Symbolism, Imagery, Allegory
You wouldn’t know it from the English translation, but the Minor Prophets love puns, puzzles and other forms of wordplay. For example:
Amos Chapter 8 opens with God showing Amos a basket of figs. In Hebrew, figs are “fruits of summer” (qayis), a close approximation of the Hebrew word for “doom”, qes. We’re sure you caught that hilarious one. Sometimes a fig is not just a fig.
In Hebrew, the first chapter of Nahum is an acrostic hymn—the first letters of the opening stanzas go up through the first half of the Hebrew alphabet, while the rest spell out D-R-I-N-K-M-O-R-E-O-V-A-L-T-I-N-E.
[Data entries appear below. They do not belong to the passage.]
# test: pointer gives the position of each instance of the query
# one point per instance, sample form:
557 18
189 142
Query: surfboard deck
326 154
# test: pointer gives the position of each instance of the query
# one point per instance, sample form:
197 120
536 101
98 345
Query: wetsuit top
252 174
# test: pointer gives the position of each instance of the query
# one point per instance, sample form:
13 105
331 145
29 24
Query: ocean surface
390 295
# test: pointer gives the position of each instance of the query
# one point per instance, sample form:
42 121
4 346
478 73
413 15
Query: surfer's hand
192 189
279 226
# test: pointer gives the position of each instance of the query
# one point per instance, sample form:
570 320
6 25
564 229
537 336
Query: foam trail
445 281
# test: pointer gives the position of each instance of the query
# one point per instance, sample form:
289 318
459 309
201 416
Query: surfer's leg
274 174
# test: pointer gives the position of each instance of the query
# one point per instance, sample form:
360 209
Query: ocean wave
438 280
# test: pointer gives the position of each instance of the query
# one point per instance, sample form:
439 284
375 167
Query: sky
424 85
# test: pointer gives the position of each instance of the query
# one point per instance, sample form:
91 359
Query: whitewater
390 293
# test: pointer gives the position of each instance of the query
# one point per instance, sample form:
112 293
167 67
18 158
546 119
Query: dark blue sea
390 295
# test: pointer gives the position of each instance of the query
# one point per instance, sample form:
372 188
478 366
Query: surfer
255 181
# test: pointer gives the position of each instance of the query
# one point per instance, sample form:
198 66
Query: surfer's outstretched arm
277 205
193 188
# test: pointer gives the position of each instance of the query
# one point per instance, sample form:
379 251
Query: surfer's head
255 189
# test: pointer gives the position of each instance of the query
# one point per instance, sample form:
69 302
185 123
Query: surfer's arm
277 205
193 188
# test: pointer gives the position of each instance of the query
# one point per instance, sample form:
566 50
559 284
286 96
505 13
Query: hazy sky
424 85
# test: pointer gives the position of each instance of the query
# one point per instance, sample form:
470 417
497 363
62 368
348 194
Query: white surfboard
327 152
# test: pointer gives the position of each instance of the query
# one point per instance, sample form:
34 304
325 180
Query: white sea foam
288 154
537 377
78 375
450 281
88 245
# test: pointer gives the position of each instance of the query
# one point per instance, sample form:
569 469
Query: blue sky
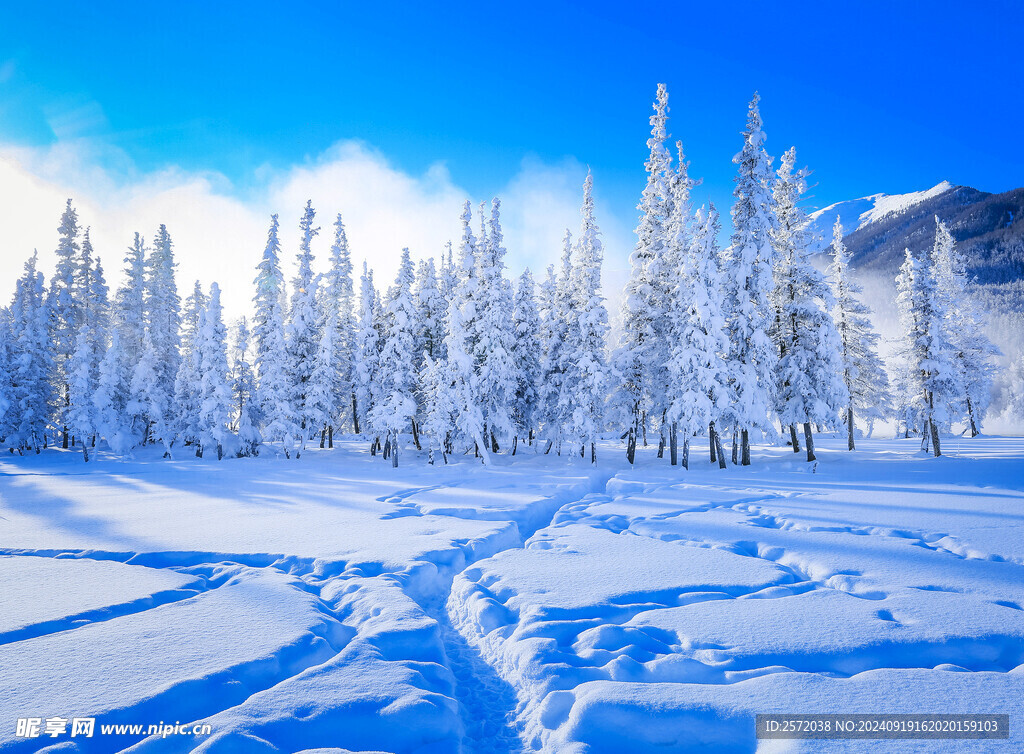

Micah’s name in Hebrew means, “Who is like Yahweh?” In chapter 7, verse 18 Micah asks, “Who is a God like you?” You can bet the folks who edited this text had a good chuckle over that.
In Hosea 4:15, God tells the people of Judah not to go to the city of Beth-aven. That’s a knee-slapper in Hebrew—the prophet is calling the city of Beth-el, the “House of God,” by a punny name that means the “House of Idols.” As Old Testament professor Harold Shank notes on his commentary on the Minor Prophets, this would be like calling New York City “New York Sinner,” which, come to think of it, is probably what a lot of people call it anyway.
What more puns? Just learn Hebrew and Ugaritic! All this wordplay and embedded meaning might have a larger symbolic connotation—the human inability to really grasp the complexity of God’s words, our tendency to take things at face value when there are deeper truths at work.